The rules and norms governing the profession place an enormous amount of weight on the lawyer’s loyalty to the client. Sometimes this even requires lawyers to behave in ways that non-lawyers might find grotesquely immoral. There are strong reasons to do this, though, that get less strange after you have some time to get used to it. For one the relationship between a lawyer and her client gives the lawyer such a great capacity to screw the client over. If lawyers are going to keep convincing people to pay us for our services, it’s important to convince them that we don’t do that. But at a less cynical level, the justice system relies upon the adversarial process to arrive at truth. That means that each side of the case needs a qualified person putting up the best argument that they can. If a client can’t trust their lawyer to represent their side, that threatens the whole edifice. So while the case turns upon a Constitutional question, having this ethos pounded into your head in law school and in practice is what makes McCoy v. Louisiana, a death penalty appeal currently before the Supreme Court, so striking.
Robert McCoy was charged in the triple murder of his estranged wife’s mother, stepfather, and son. Upon taking the case and reviewing the evidence, his lawyer, Larry English, decided that he would not be able to prove McCoy’s innocence. Instead, he thought the best way to avoid the death penalty was to admit his client’s guilt and then argue for mitigation.

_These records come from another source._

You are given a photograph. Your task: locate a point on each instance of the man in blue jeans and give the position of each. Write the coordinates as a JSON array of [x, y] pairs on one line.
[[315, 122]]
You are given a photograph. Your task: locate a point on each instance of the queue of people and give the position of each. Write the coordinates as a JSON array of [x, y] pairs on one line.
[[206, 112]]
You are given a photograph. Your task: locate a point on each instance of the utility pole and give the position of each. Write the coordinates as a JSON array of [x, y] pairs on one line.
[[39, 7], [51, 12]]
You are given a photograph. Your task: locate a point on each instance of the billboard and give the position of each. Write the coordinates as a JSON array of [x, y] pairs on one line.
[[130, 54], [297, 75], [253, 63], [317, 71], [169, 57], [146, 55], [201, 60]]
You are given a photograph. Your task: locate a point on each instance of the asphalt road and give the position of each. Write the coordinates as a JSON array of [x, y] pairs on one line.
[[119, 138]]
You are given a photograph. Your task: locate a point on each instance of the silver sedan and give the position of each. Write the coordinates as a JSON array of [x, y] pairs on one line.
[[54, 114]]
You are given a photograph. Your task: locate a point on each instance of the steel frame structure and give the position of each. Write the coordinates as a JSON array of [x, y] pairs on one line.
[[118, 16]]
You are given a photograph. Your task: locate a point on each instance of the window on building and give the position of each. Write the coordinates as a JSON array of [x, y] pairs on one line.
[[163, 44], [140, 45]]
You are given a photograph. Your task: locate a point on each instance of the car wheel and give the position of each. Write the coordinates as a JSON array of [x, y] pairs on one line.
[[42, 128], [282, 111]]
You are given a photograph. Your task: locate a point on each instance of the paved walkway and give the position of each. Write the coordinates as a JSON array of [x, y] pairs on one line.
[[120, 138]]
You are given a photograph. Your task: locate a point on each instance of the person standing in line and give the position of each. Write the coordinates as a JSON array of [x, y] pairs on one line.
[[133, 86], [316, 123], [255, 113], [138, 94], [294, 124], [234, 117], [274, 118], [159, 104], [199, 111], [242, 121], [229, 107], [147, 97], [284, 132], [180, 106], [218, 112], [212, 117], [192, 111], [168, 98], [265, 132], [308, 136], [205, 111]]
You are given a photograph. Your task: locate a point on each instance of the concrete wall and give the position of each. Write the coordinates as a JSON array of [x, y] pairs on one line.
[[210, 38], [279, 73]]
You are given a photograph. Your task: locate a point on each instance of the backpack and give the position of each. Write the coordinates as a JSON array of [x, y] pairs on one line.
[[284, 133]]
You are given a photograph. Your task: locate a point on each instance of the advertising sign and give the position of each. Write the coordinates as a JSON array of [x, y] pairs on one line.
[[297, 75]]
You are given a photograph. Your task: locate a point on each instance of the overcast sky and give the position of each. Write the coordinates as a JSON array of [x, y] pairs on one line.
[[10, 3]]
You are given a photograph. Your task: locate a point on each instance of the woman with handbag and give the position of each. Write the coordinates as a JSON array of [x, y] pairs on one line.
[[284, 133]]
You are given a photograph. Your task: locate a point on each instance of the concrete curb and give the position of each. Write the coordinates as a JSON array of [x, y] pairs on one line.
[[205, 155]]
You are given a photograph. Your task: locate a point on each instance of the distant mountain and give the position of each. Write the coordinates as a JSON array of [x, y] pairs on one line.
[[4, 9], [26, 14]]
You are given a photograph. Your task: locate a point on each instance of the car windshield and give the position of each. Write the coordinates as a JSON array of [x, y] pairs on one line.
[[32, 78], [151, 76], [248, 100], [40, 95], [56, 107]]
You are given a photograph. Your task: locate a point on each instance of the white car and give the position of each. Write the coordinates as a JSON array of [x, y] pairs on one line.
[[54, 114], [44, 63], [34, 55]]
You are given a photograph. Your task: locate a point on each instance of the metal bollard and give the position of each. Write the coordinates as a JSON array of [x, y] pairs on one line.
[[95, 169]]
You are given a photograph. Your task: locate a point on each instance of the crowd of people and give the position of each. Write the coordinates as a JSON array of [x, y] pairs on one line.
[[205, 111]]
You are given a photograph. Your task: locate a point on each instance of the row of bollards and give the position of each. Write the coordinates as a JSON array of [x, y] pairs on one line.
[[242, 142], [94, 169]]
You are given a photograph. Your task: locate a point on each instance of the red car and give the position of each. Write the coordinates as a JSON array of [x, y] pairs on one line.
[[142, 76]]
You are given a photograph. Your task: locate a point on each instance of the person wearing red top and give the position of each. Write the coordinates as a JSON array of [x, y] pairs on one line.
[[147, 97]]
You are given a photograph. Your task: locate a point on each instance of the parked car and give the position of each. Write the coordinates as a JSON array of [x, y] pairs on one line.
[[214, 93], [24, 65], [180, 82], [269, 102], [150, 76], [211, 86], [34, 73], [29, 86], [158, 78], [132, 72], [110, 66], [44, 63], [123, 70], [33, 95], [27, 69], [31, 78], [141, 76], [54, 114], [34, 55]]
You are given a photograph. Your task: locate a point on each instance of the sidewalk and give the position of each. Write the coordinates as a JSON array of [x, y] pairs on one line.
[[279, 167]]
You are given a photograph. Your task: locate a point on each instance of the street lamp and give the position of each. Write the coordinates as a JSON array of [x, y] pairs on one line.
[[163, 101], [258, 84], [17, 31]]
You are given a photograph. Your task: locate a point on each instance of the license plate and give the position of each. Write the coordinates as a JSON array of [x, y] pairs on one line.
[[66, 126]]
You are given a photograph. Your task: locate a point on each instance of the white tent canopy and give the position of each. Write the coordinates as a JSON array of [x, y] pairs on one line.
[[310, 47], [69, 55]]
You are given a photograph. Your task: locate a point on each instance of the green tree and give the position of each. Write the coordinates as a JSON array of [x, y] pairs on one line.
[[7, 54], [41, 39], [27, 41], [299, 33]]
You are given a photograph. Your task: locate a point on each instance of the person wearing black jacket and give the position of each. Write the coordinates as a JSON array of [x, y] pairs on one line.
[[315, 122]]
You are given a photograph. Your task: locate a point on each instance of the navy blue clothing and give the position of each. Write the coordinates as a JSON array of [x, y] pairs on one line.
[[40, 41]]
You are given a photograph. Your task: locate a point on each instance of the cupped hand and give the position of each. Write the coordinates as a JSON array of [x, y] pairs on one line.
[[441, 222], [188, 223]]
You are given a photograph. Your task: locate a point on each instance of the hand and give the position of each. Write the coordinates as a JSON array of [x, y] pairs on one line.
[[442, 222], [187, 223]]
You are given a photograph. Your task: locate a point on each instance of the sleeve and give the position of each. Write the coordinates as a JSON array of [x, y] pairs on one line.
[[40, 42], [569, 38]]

This is often a prudent strategy in a death penalty case, but McCoy wasn’t interested. He insisted that he was innocent, that he had been framed by the police, and that he would not under any circumstances admit to the murder of his family members. After the court refused McCoy’s request to have English replaced by another lawyer, the case went to trial. In it, McCoy and English were essentially arguing against each other. English admitted McCoy’s guilt in his opening and closing statements, to which McCoy objected. He insisted that he was innocent and that he was being railroaded by his own attorney. Neither English’s strategy nor McCoy’s claims of innocence worked; he was convicted of the three murders and sentenced to death.
McCoy’s appeal, which had oral arguments before the Supreme Court last week, contends that English’s admission of McCoy’s guilt meant that his 6th Amendment right to the assistance of an attorney had been violated. The Court has heard a lot of cases involving claims of ineffective assistance of counsel, and the caselaw is not friendly to defendants. Courts are extraordinarily skeptical of claims that defense attorneys at trial were incompetent. They will usually uphold convictions if an even vaguely plausible strategic reason can be concocted to explain whatever ludicrous thing the defense attorney did. If they can’t do that, they’ll uphold the conviction if the defendant fails to show that his lawyer’s incompetence prejudiced his defense. If McCoy were claiming that English was incompetent, the Supreme Court would never have heard the case in the first place.
He’s not, though, and his argument makes the question much more interesting. To borrow the terms with which the rules of professional responsibility describe a lawyer’s obligations, McCoy’s complaint isn’t about the means of representation. It’s about the ends. As English understood it, McCoy’s objective was to get the most favorable outcome: an acquittal if possible, avoiding the death penalty if not. He weighed the odds of those outcomes and chose the strategy that would achieve the best plausible outcome: life in prison. To McCoy, however, the most important thing might be his name. A defendant in his position might be indifferent between an execution and a lengthy prison term or even prefer the former. In McCoy’s view, only the client can make that decision, not the lawyer.
I’m not going to pretend that my guess about how the court will rule is better than anyone else’s reading this. My hope, though, is that the McCoy can find the five votes he needs to win. Justice Breyer’s concern at oral argument, that defendants who lack the expertise to fully understand the ramifications of their choices will get convicted or executed because they overrule their savvier attorneys, is a real one. Yet despite an attorney’s expertise, he’s not the one facing down the awesome power of the state. We are advocates: agents of the will of another. If the client assesses his interests in a different way than we do, then arguing the contrary isn’t giving him effective assistance at all. Larry English was operating in good faith here. He certainly wasn’t incompetent. He understood his duty in a way that made him something worse: disloyal.